United Airlines sta espandendo le sue offerte nazionali premium con una flotta dedicata di aeromobili Airbus A321neo, soprannominati “Coastliners”, progettati specificamente per le rotte transcontinentali ad alta domanda. Questa mossa rappresenta un cambiamento strategico verso una migliore esperienza dei passeggeri e l’ottimizzazione della rete, posizionando United per competere in modo più efficace con Delta e American nel redditizio mercato coast-to-coast.

La nuova configurazione della nave costiera

La compagnia aerea prevede di introdurre 50 A321neo configurati con 161 posti, un cambiamento sostanziale rispetto al layout nazionale standard da 200 posti. La cabina sarà caratterizzata da:

  • 20 posti Polaris in business class in configurazione 1-1, che offrono comfort completamente disteso.
  • 12 posti Premium Plus in una disposizione 2-2, che offre maggiore spazio per le gambe e servizio.
  • 129 posti in classe economica in disposizione 3-3, mantenendo una densità ragionevole pur offrendo un prodotto competitivo.

Questa configurazione rispecchia, ma si espande leggermente, la disposizione dei posti a sedere degli Airbus A321XLR, che serviranno rotte internazionali più lunghe. La differenza principale risiede nella densità dei posti a sedere in classe Economy, con gli A321neo Coastliner che offrono un numero leggermente inferiore di posti per accogliere l’espansione della cabina premium.

Perché è importante: strategia della flotta e posizionamento sul mercato

La decisione di United di istituire una sottoflotta dedicata di aerei transcontinentali premium è una mossa deliberata per colmare una lacuna di lunga data nella sua offerta di servizi. Per anni, United è rimasta indietro rispetto a concorrenti come Delta e American nel fornire accesso alle lounge premium ed esperienze coerenti di classe business sulle rotte nazionali.
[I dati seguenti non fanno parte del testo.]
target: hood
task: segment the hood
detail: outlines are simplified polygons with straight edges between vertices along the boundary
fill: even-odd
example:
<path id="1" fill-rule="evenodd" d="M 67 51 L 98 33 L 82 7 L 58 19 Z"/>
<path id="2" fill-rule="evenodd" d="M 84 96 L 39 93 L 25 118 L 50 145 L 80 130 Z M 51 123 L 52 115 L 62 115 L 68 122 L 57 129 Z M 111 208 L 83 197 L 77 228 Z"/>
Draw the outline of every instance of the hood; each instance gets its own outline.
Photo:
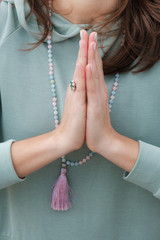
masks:
<path id="1" fill-rule="evenodd" d="M 27 18 L 30 13 L 30 6 L 27 2 L 27 0 L 2 0 L 4 2 L 8 2 L 14 5 L 15 10 L 14 13 L 17 15 L 15 17 L 18 18 L 18 21 L 20 25 L 29 33 L 31 34 L 37 41 L 40 40 L 41 35 L 40 34 L 43 31 L 43 27 L 40 26 L 40 29 L 38 28 L 37 20 L 34 14 L 29 18 L 28 21 Z M 73 38 L 80 34 L 80 30 L 82 28 L 85 28 L 88 26 L 88 24 L 74 24 L 70 21 L 68 21 L 66 18 L 62 17 L 61 15 L 52 12 L 51 21 L 53 23 L 53 32 L 52 32 L 52 42 L 57 43 L 61 41 L 65 41 L 69 38 Z M 114 28 L 117 26 L 114 26 Z M 91 32 L 91 30 L 87 30 L 88 33 Z M 109 47 L 115 42 L 117 37 L 111 37 L 108 36 L 104 40 L 103 45 L 105 46 L 104 50 L 105 52 L 109 49 Z M 44 42 L 47 42 L 47 38 L 44 40 Z M 98 45 L 99 44 L 99 37 L 98 37 Z M 103 53 L 100 49 L 101 57 L 103 56 Z"/>
<path id="2" fill-rule="evenodd" d="M 29 21 L 26 22 L 29 13 L 30 6 L 27 0 L 3 0 L 4 2 L 11 3 L 16 9 L 16 14 L 20 25 L 36 40 L 40 40 L 41 36 L 37 35 L 43 31 L 43 27 L 40 26 L 40 30 L 37 25 L 37 20 L 34 14 L 29 18 Z M 52 12 L 51 21 L 54 24 L 52 41 L 53 43 L 65 41 L 68 38 L 72 38 L 77 34 L 80 34 L 81 28 L 87 24 L 73 24 L 61 15 Z M 47 42 L 47 38 L 44 40 Z"/>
I Coastliner offriranno l’accesso alla Polaris Lounge per i passeggeri di classe business, allineando United agli standard del settore e rafforzando la sua attrattiva per i viaggiatori abituali. Questa espansione della flotta consente inoltre alla United di ritirare i vecchi Boeing 757-200, liberando capacità per i voli internazionali a lungo raggio.

Il vantaggio strategico è chiaro: specializzandosi nei viaggi transcontinentali premium, United può evitare le limitazioni di compagnie aeree come American, che intende utilizzare la sua flotta di A321XLR sia per rotte nazionali che internazionali. Questo approccio a duplice scopo potrebbe ostacolare la capacità di American di crescere in modo efficace in entrambi i mercati.

Competizione e sfide di Delta

Delta prevede inoltre di introdurre una flotta premium di A321neo, ma la sua portata è inferiore, con solo 21 aeromobili previsti. Inoltre, Delta ha dovuto affrontare notevoli ritardi nella certificazione delle cabine, lasciando alcuni aerei a terra per lunghi periodi.

Al contrario, United mira a schierare 40 Coastliner entro l’inizio del 2028, dimostrando un approccio più aggressivo e snello. La fiducia della compagnia aerea nella sua esecuzione suggerisce un chiaro vantaggio nel conquistare quote di mercato e stabilire lo standard per i viaggi transcontinentali premium.

Conclusione

La decisione di United Airlines di lanciare la flotta Coastliner è un passo calcolato verso l’elevazione delle sue offerte premium nazionali. La mossa non solo risolve una debolezza competitiva di lunga data, ma posiziona anche la compagnia aerea per la crescita nei mercati ad alto rendimento. Dando la priorità a una flotta premium dedicata, United segnala il proprio impegno nel fornire un’esperienza superiore ai passeggeri e consolidare la propria posizione di leader nel settore dei viaggi transcontinentali.